Ultrasound imaging is a medical imaging technique for imaging organs and soft tissues in a human body. Ultrasound imaging uses real time, non-invasive high frequency sound waves to produce a two-dimensional (2D) image and/or a three-dimensional (3D) image. The sound waves transmitted into a region of interest are reflected and/or absorbed with each layer of tissue that is passed. Some structures allow the sound waves to pass through them more easily than others. For example, a small amount of energy may be absorbed by watery fluid, such as in an effusion or a cyst. Accordingly, regions lying behind the watery fluid may receive more of the ultrasonic signals than the processor of the ultrasound system expects for that depth, providing a uniformly brighter appearance. As another example, regions lying behind bone, such as the spine or ribs, may absorb and/or reflect more ultrasonic signals, leaving a dark acoustic shadow behind the structure.
FIG. 1 illustrates an exemplary fetal ultrasound image 10 as known in the art. Referring to FIG. 1, the fetal ultrasound image 10 may include acoustic shadow artifacts 12 from bones, such as the spine or ribs. In fetal ultrasound, for example, the visibility of structures may depend on the fetal position. Examining structures, such as the fetal heart, may be difficult due to acoustic shadow artifacts 12 created by the ribs and/or spine. In practice, an ultrasound operator may attempt to alter the angle in which the ultrasound probe touches the skin of the patient. Additionally and/or alternatively, a change of angle may be achieved via beam steering. Spatial compounding typically employs beam steering to transmit/receive ultrasound beams at multiple distinct beam angles which insonify a common region, from which multiple images are formed.

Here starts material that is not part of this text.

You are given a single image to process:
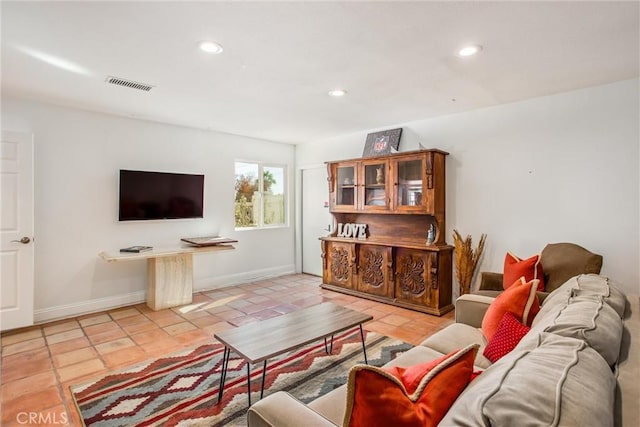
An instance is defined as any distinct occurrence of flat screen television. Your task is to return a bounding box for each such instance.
[119,169,204,221]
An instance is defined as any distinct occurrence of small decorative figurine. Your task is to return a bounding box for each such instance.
[427,224,436,245]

The individual images may be detected, resampled onto a common grid, and combined in order to produce better image quality. One of the image quality attributes improved by spatial compounding is reduced shadowing artifacts. Although spatial compounding may help reduce shadow artifacts, acoustic shadows may still be present and/or otherwise detectable in ultrasound images acquired with spatial compounding.
Further limitations and disadvantages of conventional and traditional approaches will become apparent to one of skill in the art, through comparison of such systems with some aspects of the present disclosure as set forth in the remainder of the present application with reference to the drawings.